Mais l'allègement de la dette ne suffit pas. Si les pays en développement veulent atteindre les ODD, ils auront besoin de nouvelles sources de financement. Jusqu'à présent, les banques multilatérales de développement ont pris l'initiative sur ce front. Comme le montre un récent rapport de l'OCDE, sur la période 2012-20, les sorties de fonds du groupe de la Banque mondiale ont augmenté de 72 %, et celles des autres banques multilatérales de développement (BMD) ont grimpé de 155 %. En 2021-22, les sorties totales des BMD ont encore augmenté de 22 %.

Cette tendance devrait se poursuivre. Au début de l'année, dix BMD ont estimé qu'elles pourraient collectivement accroître leur marge de manœuvre en matière de prêts de 300 à 400 milliards de dollars supplémentaires au cours de la prochaine décennie. Mais cela ne représenterait qu'une augmentation de 40 milliards de dollars par an, soit bien moins que les 260 milliards de dollars par an qui, selon le groupe d'experts indépendants du G20 , seront nécessaires pour atteindre les objectifs de développement durable.

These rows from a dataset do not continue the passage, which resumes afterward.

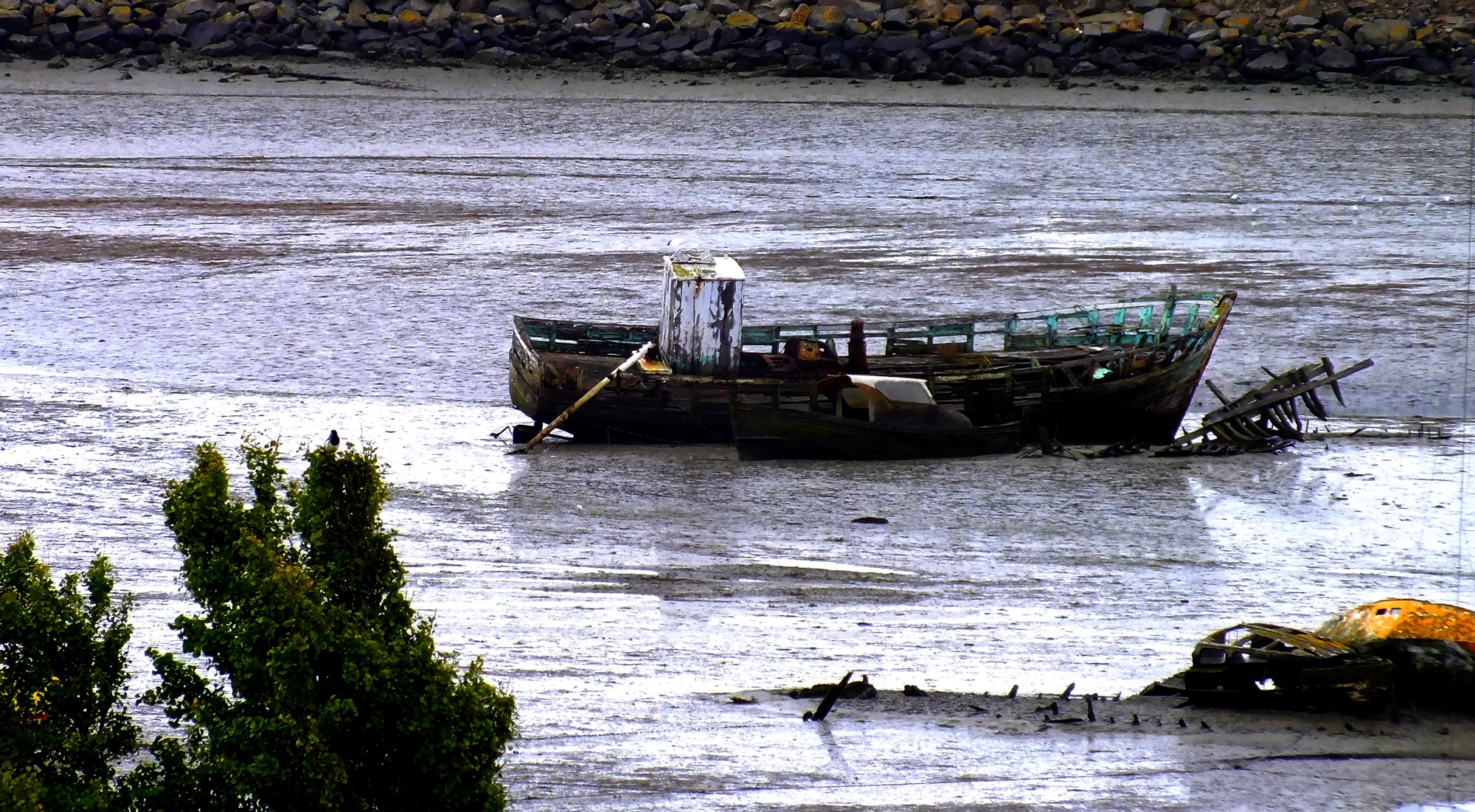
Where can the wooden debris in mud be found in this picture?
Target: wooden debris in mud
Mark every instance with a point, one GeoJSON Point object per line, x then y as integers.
{"type": "Point", "coordinates": [828, 701]}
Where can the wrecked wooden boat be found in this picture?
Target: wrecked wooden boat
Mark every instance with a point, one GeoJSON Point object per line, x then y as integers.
{"type": "Point", "coordinates": [867, 417]}
{"type": "Point", "coordinates": [1262, 664]}
{"type": "Point", "coordinates": [1390, 650]}
{"type": "Point", "coordinates": [1403, 619]}
{"type": "Point", "coordinates": [1101, 374]}
{"type": "Point", "coordinates": [1266, 418]}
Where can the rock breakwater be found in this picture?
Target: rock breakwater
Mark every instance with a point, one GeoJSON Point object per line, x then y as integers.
{"type": "Point", "coordinates": [952, 42]}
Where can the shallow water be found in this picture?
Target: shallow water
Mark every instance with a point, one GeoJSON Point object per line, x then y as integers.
{"type": "Point", "coordinates": [178, 269]}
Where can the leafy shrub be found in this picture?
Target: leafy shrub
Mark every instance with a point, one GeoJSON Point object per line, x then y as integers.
{"type": "Point", "coordinates": [334, 693]}
{"type": "Point", "coordinates": [63, 673]}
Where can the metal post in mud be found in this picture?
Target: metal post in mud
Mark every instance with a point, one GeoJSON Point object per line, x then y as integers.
{"type": "Point", "coordinates": [635, 358]}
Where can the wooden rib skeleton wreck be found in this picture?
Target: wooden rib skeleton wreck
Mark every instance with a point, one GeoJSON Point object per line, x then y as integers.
{"type": "Point", "coordinates": [1266, 418]}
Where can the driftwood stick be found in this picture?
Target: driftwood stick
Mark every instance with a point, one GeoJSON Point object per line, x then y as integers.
{"type": "Point", "coordinates": [831, 697]}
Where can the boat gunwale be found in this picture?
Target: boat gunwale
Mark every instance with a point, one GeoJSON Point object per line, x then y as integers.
{"type": "Point", "coordinates": [1224, 303]}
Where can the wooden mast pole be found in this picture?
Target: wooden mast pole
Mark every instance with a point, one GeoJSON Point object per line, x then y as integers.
{"type": "Point", "coordinates": [635, 358]}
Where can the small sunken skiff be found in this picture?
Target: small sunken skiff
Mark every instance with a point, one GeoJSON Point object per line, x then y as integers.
{"type": "Point", "coordinates": [867, 417]}
{"type": "Point", "coordinates": [1101, 374]}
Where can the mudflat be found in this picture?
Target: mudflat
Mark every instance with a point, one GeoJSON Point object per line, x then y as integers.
{"type": "Point", "coordinates": [188, 260]}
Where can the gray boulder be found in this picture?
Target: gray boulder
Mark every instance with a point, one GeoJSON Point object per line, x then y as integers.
{"type": "Point", "coordinates": [549, 14]}
{"type": "Point", "coordinates": [228, 48]}
{"type": "Point", "coordinates": [1269, 66]}
{"type": "Point", "coordinates": [1337, 60]}
{"type": "Point", "coordinates": [1157, 21]}
{"type": "Point", "coordinates": [95, 35]}
{"type": "Point", "coordinates": [13, 21]}
{"type": "Point", "coordinates": [1399, 76]}
{"type": "Point", "coordinates": [521, 10]}
{"type": "Point", "coordinates": [1431, 66]}
{"type": "Point", "coordinates": [861, 10]}
{"type": "Point", "coordinates": [207, 33]}
{"type": "Point", "coordinates": [1039, 67]}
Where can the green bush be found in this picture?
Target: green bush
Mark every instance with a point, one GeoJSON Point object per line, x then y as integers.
{"type": "Point", "coordinates": [334, 693]}
{"type": "Point", "coordinates": [63, 673]}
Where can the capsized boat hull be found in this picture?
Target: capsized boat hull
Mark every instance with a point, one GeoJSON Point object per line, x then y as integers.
{"type": "Point", "coordinates": [766, 433]}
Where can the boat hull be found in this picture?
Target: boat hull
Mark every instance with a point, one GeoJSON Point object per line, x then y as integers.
{"type": "Point", "coordinates": [765, 433]}
{"type": "Point", "coordinates": [1077, 395]}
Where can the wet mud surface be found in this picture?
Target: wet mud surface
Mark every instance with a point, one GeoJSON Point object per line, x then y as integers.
{"type": "Point", "coordinates": [182, 268]}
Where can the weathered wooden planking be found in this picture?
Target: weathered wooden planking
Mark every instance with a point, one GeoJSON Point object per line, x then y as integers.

Pour répondre à l'impératif de développement durable, les BMD devront persuader leurs États membres d'augmenter leurs propres contributions dans des proportions proportionnelles à l'ampleur des défis à relever. D'autres organisations multilatérales, telles que les Nations unies, ainsi que les donateurs non gouvernementaux et le secteur privé, doivent également accroître leur soutien. 

Les efforts multilatéraux doivent à la fois s'attaquer à la dette existante et élargir l'accès à un financement abordable à l'avenir, en utilisant une variété d'instruments, y compris des prêts concessionnels, des obligations vertes et bleues, et des subventions. Les mesures politiques doivent être coordonnées au niveau international. Dans le cas contraire, nous avons peu de chances de réaliser les ODD d'ici à 2030, ce qui aurait des conséquences dévastatrices pour les populations et la planète.